Around 30% of China's AI capital expenditures are allocated to the purchase of AI chips, leading to an estimated AI chip market size of approximately USD 38.1 billion next year. In the 2025 Chinese AI chip market, NVIDIA is projected to hold around a 40% share (covering the majority of training demands and some inference demands).

As domestic training chips still lag behind the H200, assuming NVIDIA secures a 35% market share in China's 2026 market (representing 35% of expenditures by major firms during procurement), the liberalization of the H200 could approximately contribute USD 13.3 billion in incremental revenue to NVIDIA's next fiscal year. Since NVIDIA's previous guidance did not account for revenue contributions from China, the liberalization of the H200 represents a pure incremental addition to the company's AI revenue.

Assuming a gross profit margin of 65% for the H200, and considering the U.S. government takes a 25% share of sales, this equates to an actual gross profit margin of approximately 40% for the H200. Taking into account NVIDIA's operating expense ratio of around 10%, the USD 13.3 billion in revenue generated from the liberalization of the H200 would only contribute approximately USD 4 billion in incremental profit to the company.

As the company's previous outlook did not account for AI computing revenue from the Chinese market, Dolphin Research estimates the company's net profit for the 2027 fiscal year to be approximately USD 192.3 billion (assuming a 57% year-over-year revenue increase, a 75% gross profit margin, and a 15.9% tax rate). With a current market capitalization of USD 4.5 trillion, this corresponds to a PE ratio of approximately 22 times for the company's 2027 fiscal year.

Even with the liberalization of the H200, the performance increment brought to the company by China's AI computing chips is only USD 4 billion (representing only about a 2% increase in performance), having a negligible impact on the company's valuation.

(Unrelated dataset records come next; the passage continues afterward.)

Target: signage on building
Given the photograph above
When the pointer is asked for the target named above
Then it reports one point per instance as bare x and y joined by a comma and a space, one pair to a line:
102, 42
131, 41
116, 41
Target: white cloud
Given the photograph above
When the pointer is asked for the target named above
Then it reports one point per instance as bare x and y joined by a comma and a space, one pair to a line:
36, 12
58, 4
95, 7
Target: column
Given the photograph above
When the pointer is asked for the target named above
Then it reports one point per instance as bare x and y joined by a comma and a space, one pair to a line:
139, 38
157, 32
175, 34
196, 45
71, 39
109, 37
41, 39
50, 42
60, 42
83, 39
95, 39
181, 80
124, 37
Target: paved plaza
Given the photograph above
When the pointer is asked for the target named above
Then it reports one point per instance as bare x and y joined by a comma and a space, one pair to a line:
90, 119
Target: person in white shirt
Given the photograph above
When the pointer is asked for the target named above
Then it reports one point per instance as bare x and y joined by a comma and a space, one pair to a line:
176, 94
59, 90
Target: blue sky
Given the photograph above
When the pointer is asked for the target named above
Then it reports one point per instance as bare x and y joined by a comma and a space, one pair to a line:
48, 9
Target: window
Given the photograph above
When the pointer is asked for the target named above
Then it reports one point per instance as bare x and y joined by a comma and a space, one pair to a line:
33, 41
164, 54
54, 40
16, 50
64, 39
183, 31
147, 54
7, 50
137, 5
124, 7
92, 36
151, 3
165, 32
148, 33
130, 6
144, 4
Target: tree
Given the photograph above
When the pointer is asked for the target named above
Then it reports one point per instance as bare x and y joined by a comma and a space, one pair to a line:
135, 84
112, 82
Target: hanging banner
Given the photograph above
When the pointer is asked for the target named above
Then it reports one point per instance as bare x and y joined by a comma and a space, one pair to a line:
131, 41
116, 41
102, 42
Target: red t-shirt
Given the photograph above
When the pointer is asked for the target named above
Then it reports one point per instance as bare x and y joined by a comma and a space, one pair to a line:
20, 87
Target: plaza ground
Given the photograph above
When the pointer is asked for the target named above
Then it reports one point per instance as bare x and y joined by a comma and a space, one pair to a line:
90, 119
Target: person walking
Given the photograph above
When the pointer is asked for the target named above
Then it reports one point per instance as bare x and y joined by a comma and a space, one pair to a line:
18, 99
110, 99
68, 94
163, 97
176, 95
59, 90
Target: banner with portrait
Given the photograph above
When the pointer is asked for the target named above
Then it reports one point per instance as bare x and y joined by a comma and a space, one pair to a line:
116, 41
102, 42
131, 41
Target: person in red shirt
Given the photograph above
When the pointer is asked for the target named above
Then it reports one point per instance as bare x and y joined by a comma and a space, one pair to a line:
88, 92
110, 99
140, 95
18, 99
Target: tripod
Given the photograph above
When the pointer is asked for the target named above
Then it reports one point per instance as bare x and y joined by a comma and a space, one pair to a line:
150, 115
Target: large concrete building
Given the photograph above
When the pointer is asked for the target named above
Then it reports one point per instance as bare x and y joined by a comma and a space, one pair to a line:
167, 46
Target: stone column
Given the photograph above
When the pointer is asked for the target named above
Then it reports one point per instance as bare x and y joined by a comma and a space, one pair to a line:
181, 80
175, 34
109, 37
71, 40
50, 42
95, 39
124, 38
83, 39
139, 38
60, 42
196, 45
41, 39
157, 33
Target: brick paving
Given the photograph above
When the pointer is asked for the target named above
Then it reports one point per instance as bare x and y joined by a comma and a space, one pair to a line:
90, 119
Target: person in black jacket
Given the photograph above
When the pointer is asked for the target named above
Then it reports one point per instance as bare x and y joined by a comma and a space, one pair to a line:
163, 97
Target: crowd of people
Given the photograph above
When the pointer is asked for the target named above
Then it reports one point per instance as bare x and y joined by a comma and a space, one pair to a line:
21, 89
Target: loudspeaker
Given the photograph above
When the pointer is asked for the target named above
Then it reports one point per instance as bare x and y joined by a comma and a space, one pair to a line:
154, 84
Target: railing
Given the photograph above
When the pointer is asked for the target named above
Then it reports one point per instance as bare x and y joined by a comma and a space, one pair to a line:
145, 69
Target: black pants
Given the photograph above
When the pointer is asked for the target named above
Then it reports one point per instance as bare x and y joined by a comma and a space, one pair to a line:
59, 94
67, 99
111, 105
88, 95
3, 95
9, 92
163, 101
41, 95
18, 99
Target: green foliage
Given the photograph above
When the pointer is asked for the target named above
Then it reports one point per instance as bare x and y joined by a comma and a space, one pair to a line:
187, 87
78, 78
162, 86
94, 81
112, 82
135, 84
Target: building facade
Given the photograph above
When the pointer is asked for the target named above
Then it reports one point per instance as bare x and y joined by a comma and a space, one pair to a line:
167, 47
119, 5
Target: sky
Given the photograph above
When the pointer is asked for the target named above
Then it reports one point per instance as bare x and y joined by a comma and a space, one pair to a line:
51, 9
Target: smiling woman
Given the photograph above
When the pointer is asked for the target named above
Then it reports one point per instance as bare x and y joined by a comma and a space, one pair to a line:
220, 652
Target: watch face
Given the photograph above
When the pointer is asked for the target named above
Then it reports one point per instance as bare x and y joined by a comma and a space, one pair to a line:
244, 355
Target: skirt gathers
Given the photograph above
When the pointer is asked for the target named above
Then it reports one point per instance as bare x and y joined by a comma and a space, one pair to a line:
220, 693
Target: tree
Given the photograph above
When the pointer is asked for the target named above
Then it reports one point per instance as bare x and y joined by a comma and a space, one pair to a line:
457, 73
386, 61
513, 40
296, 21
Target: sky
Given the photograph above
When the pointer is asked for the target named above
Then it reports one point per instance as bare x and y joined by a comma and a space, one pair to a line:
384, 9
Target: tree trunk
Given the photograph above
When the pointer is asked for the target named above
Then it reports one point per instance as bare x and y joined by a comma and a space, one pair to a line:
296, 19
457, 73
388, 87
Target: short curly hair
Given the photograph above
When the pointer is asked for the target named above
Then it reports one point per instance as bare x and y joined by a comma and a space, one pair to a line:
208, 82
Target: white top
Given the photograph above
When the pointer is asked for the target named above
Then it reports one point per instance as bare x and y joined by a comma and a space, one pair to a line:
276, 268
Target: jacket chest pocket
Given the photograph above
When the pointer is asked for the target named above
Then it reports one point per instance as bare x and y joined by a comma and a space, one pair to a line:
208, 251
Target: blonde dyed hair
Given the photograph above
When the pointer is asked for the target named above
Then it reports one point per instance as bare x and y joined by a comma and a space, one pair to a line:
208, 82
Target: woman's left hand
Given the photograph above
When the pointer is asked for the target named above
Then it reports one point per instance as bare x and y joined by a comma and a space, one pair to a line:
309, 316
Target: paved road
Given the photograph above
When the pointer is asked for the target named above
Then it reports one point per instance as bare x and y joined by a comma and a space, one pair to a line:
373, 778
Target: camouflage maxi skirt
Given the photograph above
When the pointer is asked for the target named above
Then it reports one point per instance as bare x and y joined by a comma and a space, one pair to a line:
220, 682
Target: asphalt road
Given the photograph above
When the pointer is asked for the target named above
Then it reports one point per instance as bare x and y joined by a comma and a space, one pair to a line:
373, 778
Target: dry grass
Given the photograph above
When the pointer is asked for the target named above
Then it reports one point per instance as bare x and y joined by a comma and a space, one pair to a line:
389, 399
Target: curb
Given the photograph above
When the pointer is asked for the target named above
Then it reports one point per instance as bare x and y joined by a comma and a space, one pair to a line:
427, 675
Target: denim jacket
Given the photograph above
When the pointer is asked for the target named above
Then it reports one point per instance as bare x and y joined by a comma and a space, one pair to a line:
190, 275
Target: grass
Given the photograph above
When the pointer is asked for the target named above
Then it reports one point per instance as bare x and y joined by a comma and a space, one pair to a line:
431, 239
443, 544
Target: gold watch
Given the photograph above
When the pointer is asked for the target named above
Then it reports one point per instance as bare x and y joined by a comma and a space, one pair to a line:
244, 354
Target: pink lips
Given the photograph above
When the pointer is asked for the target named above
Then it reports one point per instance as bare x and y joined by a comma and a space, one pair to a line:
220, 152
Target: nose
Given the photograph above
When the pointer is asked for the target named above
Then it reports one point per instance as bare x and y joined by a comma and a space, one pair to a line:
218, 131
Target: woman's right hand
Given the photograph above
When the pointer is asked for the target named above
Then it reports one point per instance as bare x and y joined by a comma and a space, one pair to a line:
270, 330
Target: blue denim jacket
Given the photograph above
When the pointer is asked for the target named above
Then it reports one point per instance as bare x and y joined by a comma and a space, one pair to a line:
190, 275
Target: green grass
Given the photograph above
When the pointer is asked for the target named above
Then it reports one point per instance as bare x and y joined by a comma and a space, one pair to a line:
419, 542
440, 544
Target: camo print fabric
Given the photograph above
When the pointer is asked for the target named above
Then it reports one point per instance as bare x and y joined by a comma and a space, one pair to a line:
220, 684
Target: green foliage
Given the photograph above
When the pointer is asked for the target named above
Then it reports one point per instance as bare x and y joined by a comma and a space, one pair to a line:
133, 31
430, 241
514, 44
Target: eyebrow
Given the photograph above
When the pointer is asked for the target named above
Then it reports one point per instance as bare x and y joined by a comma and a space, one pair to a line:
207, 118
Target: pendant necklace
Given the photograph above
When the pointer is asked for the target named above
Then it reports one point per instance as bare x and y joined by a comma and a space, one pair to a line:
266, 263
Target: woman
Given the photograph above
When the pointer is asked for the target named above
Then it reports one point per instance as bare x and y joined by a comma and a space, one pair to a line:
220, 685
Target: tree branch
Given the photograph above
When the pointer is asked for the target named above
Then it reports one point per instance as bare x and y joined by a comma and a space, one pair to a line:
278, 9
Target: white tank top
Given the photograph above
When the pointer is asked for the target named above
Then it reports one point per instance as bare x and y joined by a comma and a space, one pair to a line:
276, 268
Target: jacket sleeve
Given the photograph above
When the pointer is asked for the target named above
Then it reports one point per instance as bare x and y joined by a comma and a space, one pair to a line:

Compared to the liberalization of the H200 in the Chinese market, the market remains more concerned about the competitive impact of 'Google Gemini + Broadcom,' which is also a major factor suppressing the company's valuation, primarily due to concerns about the company's market competitiveness in 2027 and beyond. If TPUs become available for external supply, it will have a direct impact on the company's gross profit margin and market share.

The liberalization of the H200 will indeed provide a short-term boost to the company's performance, but as analyzed above, its impact on the company's performance is not significant (only a 2% increase), and the company's stock price responded similarly after the event (rising by about 1%). As for the future approval status of computing chips, it will remain a bargaining chip.

Relatively speaking, NVIDIA should focus on strengthening its cooperative relationships with downstream clients and enhancing its own competitiveness to address competitive threats posed by custom ASIC chips such as TPUs.